A pesquisa liderada pela professora Eloise Marais, da University College London, compara a poluição da indústria espacial a um experimento não regulamentado de geoengenharia em pequena escala, com riscos ambientais graves. O aumento acelerado de lançamentos, impulsionado por megaconstelacões como a Starlink, da SpaceX, e planos da Blue Origin, intensifica o problema.
Satélites são projetados para desorbitar e queimar na atmosfera após alguns anos, liberando metais como chumbo e alumínio, que podem afetar a camada de ozônio. Em 2020, esses satélites representaram 25% do impacto climático da indústria espacial, podendo chegar a 42% em 2029. Os poluentes acumulados podem causar efeitos semelhantes a estratégias de geoengenharia solar, como a injeção de aerossóis.

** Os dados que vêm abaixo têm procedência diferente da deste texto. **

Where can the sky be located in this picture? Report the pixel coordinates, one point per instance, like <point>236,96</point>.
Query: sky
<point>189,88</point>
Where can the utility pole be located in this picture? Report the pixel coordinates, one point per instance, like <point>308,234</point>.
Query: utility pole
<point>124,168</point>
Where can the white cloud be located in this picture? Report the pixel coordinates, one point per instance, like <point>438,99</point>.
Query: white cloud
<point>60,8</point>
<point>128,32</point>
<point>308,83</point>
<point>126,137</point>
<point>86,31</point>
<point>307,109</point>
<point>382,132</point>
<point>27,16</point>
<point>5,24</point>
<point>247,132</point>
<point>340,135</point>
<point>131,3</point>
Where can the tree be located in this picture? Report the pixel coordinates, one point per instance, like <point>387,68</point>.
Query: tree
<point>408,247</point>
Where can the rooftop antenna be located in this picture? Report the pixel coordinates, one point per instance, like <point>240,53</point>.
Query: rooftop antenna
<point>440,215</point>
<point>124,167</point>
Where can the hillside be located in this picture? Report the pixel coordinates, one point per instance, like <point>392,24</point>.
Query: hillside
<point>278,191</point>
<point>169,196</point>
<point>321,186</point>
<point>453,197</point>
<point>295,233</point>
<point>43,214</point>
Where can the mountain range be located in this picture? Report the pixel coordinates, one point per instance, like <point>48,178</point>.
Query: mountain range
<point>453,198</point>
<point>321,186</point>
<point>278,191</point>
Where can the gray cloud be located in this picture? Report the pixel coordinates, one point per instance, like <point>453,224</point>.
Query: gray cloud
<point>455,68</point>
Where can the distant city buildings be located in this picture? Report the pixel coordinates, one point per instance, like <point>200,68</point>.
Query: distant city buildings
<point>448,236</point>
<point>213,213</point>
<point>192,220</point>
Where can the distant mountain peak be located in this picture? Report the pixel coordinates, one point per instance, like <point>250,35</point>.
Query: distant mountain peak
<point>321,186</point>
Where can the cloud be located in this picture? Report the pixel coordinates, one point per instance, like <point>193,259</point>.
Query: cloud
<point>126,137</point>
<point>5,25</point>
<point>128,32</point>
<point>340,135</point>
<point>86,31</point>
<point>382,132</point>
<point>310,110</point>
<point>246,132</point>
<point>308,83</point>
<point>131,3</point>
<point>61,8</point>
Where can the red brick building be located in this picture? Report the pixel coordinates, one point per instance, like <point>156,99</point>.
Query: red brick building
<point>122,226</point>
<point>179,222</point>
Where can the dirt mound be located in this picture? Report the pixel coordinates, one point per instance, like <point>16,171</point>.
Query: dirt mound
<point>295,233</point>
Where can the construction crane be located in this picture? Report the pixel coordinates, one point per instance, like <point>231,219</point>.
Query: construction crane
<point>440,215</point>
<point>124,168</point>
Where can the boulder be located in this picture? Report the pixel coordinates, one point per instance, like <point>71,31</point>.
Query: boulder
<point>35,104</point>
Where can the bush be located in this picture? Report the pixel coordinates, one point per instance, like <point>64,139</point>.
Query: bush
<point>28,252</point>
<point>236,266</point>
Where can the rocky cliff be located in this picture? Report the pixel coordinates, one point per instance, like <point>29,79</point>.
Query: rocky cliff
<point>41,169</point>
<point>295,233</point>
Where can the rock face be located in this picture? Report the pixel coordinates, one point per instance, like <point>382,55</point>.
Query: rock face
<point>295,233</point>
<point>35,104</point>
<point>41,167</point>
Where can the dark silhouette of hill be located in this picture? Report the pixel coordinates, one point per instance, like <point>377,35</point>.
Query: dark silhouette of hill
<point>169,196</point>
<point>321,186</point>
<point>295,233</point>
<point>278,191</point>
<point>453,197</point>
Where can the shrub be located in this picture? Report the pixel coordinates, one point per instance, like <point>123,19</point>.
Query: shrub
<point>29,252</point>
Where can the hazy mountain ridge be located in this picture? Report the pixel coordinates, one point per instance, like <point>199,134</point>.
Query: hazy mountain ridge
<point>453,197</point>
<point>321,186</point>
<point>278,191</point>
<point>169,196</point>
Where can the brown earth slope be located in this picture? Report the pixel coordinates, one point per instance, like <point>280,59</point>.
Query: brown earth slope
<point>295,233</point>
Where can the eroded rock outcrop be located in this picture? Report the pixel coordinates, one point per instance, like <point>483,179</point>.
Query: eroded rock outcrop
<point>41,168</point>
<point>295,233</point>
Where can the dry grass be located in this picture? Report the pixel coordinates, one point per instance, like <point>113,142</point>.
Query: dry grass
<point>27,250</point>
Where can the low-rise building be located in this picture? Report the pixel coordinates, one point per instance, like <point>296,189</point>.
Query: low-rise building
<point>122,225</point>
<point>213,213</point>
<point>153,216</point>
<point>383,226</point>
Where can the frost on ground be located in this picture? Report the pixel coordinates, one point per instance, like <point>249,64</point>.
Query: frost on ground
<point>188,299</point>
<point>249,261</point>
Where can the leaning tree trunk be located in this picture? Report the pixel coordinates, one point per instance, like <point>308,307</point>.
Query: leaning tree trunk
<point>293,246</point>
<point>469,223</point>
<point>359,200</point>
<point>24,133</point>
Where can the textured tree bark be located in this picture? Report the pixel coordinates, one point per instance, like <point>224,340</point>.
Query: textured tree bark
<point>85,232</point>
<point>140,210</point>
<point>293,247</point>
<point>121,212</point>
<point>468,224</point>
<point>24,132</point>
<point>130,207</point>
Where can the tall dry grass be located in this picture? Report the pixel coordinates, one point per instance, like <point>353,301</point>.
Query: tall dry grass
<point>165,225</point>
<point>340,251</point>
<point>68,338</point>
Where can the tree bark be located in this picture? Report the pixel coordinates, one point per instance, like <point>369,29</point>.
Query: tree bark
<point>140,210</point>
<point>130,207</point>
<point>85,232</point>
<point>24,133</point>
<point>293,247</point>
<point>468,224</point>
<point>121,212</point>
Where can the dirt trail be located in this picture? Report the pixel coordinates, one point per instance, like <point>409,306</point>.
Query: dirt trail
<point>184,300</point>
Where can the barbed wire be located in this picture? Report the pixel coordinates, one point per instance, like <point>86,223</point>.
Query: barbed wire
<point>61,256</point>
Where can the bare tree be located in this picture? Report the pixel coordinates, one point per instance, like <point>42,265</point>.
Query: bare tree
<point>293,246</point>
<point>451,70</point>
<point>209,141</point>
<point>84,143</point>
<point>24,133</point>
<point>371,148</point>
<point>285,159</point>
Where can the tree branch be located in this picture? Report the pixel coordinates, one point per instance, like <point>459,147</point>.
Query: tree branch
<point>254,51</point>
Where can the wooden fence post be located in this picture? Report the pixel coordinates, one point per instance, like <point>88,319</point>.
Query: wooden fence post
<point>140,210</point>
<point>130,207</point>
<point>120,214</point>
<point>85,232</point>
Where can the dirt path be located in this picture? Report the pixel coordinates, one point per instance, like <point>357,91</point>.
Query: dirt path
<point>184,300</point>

Além disso, lançamentos de foguetes emitem cerca de 870 toneladas métricas de fuligem anualmente até 2029, equivalente às emissões de carros de passeio no Reino Unido. A fuligem permanece anos na atmosfera superior, agravando o impacto ambiental.
Marais alerta para a necessidade de regulamentação urgente da poluição atmosférica causada pela indústria espacial, antes que o problema se torne irreversível.